Die "Phönix" hat wie ein Keyboard auch Begleit-Styles, die man durch Akkordspiel auf dem Untermanual steuern kann. So. Es ist ja eine Orgel. Da möchte man den Bass ja vielleicht selbst auf dem Pedal spielen. Ich wollte also nur den Bass aus dem Style stumm schalten und den Rest normal laufen lassen. Welch kühner Gedanke! Welch abwegige Programmierungs-Idee! Bei meinem Yamaha CVP drücke ich auf "Mixer", sehe "Bass" und drücke "Mute". Fertig. Bei der Phönix wusste ich gar nicht, was ich überhaupt drücken sollte, um in die Nähe eines Menüs zu kommen, das mit den Lautstärke-Regelungen der Instrumente des Begleit-Styles zu tun hat! Ich habe im Laufe der Zeit dutzende Keyboards und Orgeln problemlos bedient, sogar ein eigenes Tonstudio mit all der komplexen Technik ans Laufen gekriegt, aber für die Bedienung von WERSI-Instrumenten bin ich anscheinend zu doof. Und schon wieder im Bedienungsanleitungsordner suchen? Nee, ich hatte an dem Abend auch noch was anderes vor. Falls jemand glaubt, ich hätte mir das alles nur ausgedacht: ich hab einen Zeugen. Den Besitzer.

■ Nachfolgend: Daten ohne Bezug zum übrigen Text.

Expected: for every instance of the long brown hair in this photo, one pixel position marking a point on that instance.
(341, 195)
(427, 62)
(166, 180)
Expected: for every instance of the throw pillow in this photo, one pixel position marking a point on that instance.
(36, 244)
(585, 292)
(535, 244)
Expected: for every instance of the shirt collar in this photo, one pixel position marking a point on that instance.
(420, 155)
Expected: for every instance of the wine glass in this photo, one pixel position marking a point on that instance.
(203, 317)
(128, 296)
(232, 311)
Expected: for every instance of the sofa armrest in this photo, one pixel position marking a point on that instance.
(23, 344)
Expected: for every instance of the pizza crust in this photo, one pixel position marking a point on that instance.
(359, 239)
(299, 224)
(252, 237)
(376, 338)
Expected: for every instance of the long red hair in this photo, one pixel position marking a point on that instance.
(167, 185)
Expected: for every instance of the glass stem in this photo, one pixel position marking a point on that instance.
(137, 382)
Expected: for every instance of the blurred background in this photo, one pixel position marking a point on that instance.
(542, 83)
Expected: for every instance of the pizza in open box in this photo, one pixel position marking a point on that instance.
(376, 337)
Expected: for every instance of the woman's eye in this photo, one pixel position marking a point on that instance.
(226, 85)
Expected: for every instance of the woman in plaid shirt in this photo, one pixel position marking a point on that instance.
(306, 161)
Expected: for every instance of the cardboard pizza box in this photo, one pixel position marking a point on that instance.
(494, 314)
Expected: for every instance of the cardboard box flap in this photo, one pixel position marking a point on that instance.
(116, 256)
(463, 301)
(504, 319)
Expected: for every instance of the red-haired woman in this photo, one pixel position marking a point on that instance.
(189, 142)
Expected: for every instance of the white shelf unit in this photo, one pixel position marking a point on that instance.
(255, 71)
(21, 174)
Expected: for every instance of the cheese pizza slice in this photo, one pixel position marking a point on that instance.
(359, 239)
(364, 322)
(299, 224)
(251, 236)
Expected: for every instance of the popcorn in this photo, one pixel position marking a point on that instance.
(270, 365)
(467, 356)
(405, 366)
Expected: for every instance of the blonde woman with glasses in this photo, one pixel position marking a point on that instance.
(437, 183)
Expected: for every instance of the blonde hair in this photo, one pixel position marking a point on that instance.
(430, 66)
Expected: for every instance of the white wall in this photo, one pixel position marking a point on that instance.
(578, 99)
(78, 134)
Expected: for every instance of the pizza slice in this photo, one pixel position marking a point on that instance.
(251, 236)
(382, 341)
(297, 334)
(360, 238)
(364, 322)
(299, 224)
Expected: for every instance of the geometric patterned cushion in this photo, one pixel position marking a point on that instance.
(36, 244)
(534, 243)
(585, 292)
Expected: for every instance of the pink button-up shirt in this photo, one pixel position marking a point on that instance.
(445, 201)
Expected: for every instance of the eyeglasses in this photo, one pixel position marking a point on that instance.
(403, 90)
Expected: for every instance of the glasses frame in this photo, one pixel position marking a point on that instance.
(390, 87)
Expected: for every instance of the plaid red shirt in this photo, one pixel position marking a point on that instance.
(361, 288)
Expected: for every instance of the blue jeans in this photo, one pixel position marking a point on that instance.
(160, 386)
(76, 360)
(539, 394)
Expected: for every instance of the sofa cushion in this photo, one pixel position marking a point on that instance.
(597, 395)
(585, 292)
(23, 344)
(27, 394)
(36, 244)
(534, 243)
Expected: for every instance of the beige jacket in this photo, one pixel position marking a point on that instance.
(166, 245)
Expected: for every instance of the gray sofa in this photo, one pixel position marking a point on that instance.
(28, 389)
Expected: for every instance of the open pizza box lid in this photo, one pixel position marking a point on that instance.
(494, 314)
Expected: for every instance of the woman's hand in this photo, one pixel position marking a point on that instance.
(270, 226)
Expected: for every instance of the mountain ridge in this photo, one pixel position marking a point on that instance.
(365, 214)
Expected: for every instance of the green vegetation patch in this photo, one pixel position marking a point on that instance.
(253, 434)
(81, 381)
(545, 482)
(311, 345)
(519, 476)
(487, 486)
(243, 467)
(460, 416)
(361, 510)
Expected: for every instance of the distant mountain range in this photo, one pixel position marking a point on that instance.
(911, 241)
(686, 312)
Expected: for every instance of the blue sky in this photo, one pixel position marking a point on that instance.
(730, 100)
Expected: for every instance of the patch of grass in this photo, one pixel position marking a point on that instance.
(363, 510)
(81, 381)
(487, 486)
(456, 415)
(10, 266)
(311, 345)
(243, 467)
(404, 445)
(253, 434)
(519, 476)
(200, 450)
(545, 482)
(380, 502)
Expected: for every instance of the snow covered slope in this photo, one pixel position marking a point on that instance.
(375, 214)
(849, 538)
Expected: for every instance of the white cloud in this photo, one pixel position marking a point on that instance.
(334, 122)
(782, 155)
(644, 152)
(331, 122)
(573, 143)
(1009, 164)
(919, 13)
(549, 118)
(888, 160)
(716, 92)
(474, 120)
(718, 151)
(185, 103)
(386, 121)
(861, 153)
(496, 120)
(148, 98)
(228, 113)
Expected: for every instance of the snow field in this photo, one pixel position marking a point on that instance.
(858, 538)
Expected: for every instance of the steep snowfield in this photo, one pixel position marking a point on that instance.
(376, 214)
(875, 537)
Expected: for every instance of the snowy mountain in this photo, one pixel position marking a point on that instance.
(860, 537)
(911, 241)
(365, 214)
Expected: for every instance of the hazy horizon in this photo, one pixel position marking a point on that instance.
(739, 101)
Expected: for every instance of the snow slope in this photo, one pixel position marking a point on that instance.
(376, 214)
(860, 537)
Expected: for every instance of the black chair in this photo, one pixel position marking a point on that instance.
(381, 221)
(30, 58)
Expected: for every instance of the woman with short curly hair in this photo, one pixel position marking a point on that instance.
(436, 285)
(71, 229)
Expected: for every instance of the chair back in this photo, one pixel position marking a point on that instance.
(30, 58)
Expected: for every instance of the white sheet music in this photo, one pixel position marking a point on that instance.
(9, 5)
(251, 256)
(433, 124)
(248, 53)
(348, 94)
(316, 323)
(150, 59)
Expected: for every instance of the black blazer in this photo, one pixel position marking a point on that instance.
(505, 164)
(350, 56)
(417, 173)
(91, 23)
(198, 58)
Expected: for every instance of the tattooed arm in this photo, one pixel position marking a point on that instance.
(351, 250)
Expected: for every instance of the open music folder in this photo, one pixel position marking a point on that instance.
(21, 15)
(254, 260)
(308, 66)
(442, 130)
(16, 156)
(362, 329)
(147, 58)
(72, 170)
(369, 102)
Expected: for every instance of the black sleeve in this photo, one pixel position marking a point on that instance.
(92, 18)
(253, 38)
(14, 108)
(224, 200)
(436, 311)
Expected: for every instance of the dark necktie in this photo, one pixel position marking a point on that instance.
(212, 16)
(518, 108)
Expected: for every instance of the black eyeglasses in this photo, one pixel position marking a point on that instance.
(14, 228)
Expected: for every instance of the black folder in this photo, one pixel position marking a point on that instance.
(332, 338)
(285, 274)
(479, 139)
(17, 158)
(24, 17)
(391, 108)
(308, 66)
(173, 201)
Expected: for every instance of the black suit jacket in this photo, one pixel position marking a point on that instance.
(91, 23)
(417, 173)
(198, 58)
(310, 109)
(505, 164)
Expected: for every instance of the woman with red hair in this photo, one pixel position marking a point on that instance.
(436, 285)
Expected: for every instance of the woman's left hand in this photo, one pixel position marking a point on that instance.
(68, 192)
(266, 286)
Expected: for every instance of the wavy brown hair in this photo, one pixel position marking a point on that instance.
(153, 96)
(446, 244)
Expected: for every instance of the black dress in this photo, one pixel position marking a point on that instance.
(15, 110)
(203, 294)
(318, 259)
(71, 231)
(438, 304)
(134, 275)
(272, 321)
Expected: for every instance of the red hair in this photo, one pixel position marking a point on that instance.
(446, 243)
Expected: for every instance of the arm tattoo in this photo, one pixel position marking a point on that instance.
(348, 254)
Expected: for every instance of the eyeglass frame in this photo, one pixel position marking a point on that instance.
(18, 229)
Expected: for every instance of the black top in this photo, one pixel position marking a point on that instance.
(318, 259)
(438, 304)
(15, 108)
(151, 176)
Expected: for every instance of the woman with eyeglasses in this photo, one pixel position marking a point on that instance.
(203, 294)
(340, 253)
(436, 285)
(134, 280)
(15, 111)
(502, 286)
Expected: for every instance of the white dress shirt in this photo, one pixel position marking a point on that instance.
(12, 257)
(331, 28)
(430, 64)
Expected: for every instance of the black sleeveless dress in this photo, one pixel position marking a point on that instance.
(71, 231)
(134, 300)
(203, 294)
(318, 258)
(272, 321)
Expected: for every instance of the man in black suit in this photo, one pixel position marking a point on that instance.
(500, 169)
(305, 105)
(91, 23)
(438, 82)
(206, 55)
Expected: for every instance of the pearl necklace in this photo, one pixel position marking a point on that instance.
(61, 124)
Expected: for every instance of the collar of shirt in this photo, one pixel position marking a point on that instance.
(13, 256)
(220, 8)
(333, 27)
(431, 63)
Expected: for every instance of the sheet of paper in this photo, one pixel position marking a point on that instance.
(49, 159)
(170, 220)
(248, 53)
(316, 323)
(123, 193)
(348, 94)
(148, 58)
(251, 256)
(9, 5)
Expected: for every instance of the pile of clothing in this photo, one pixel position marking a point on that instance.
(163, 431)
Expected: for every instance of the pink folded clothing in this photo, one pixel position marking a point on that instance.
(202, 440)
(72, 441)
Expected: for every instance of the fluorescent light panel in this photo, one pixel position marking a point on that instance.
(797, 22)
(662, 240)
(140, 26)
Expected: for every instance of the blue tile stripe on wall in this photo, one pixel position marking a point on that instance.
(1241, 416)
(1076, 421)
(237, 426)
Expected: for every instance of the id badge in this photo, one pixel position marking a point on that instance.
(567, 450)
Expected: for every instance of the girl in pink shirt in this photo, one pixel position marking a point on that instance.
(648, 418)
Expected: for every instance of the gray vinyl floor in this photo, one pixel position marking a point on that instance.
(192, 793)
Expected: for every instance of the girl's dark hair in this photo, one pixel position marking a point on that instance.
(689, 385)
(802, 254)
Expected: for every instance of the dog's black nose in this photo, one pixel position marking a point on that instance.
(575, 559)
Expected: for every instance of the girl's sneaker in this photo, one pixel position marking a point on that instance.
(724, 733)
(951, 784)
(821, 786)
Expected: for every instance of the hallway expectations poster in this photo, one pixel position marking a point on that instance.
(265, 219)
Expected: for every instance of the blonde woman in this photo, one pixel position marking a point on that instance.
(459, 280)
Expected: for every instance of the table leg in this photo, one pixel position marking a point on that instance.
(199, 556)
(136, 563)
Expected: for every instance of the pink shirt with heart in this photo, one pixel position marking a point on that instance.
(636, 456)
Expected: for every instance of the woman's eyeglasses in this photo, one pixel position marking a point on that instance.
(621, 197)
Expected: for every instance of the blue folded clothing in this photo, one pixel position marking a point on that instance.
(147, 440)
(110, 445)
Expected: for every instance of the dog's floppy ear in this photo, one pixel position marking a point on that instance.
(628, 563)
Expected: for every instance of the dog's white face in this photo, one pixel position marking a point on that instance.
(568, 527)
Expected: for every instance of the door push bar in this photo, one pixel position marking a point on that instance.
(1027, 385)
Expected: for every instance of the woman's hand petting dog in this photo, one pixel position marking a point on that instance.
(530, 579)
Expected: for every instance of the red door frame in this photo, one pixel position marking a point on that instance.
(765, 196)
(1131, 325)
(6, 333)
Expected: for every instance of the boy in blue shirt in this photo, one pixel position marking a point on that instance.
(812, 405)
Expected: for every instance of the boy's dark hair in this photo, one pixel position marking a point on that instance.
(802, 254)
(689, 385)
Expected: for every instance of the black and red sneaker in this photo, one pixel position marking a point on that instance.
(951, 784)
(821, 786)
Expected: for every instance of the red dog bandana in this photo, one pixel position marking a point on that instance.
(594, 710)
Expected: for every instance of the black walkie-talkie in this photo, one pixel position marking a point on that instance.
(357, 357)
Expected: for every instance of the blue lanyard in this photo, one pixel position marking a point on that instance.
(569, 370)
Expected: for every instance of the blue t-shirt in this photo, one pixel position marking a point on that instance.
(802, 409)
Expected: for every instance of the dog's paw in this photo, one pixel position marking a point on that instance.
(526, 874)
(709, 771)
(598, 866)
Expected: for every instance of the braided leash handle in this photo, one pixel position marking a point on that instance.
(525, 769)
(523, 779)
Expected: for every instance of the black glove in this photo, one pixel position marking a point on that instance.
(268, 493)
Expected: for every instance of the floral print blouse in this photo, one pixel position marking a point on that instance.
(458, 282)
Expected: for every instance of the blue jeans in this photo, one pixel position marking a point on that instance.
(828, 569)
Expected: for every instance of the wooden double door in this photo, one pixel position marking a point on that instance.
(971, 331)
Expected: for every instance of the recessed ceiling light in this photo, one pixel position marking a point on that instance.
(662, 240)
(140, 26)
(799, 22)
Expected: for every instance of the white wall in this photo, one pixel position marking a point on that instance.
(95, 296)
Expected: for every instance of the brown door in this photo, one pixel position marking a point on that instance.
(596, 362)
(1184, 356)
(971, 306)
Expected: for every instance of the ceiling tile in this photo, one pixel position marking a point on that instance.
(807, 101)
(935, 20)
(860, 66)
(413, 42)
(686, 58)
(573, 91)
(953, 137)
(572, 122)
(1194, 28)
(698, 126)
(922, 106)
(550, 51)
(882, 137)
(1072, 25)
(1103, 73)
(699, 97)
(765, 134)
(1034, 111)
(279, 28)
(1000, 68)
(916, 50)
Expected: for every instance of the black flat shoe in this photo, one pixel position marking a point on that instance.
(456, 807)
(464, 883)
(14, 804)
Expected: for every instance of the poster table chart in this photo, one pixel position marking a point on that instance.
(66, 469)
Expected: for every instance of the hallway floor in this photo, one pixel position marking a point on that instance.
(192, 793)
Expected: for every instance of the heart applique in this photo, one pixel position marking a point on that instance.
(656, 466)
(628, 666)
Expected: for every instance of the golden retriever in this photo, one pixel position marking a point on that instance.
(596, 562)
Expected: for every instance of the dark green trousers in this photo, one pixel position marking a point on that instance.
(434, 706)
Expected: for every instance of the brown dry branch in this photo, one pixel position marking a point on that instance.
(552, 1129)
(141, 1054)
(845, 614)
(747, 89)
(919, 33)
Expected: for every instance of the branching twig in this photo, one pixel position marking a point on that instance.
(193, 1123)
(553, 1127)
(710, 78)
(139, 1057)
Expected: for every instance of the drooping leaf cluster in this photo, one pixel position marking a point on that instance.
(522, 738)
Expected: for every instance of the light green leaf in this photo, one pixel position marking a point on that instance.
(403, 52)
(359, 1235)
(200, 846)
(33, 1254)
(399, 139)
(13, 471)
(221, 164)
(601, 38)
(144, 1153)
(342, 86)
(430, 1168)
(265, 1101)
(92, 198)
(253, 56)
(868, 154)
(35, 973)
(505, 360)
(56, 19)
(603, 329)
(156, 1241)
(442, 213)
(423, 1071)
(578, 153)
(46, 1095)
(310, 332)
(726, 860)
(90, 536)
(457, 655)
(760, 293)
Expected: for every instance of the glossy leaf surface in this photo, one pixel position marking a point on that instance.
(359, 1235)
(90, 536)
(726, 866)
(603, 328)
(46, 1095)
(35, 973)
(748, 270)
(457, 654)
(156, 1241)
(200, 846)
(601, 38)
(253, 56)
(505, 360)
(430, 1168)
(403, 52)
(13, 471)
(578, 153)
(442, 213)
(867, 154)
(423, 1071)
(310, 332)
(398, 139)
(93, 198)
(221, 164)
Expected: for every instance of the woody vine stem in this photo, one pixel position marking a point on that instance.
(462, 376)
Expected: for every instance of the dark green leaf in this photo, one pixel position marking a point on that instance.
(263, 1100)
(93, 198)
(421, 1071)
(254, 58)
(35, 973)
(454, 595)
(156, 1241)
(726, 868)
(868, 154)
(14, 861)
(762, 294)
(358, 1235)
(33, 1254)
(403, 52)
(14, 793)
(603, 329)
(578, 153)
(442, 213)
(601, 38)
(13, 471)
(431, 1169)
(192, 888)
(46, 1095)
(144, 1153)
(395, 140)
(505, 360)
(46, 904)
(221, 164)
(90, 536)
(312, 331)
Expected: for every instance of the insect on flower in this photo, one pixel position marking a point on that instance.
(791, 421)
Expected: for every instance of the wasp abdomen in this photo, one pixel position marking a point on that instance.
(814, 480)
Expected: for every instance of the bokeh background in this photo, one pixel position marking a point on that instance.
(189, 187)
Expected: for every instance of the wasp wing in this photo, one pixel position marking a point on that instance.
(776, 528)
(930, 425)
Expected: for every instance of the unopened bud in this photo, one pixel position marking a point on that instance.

Dies ist übrigens die zweite Version meines Testberichtes. Die erste war deutlich länger, weil ich alle Fehler, die ich in den offiziellen WERSI-Foren gefunden hatte, gesammelt und hier aufgelistet hatte. Nachdem der erste Ärger über WERSI verraucht war, hab ich das ganze dann doch wieder gekürzt und etwas moderater formuliert. Ich will ja keinen Ärger mit den Leuten dieses namhaften deutschen Orgelherstellers. Aber die Schilderung meiner persönlichen Erfahrungen muss erlaubt sein, denn von Problemen mit den Instrumenten liest man ja auch in den offiziellen WERSI-Foren.

Dort hab ich ja nachgeschaut und festgestellt, dass ich nicht der einzige bin, der Probleme mit diesen Instrumenten hat. Auch die neueren Keyboards und Orgeln mit dem so genannten "Open Art System" (kurz OAS) sorgen anscheinend mit schöner Regelmäßigkeit für Überraschungen und Frust bei ihren Besitzern.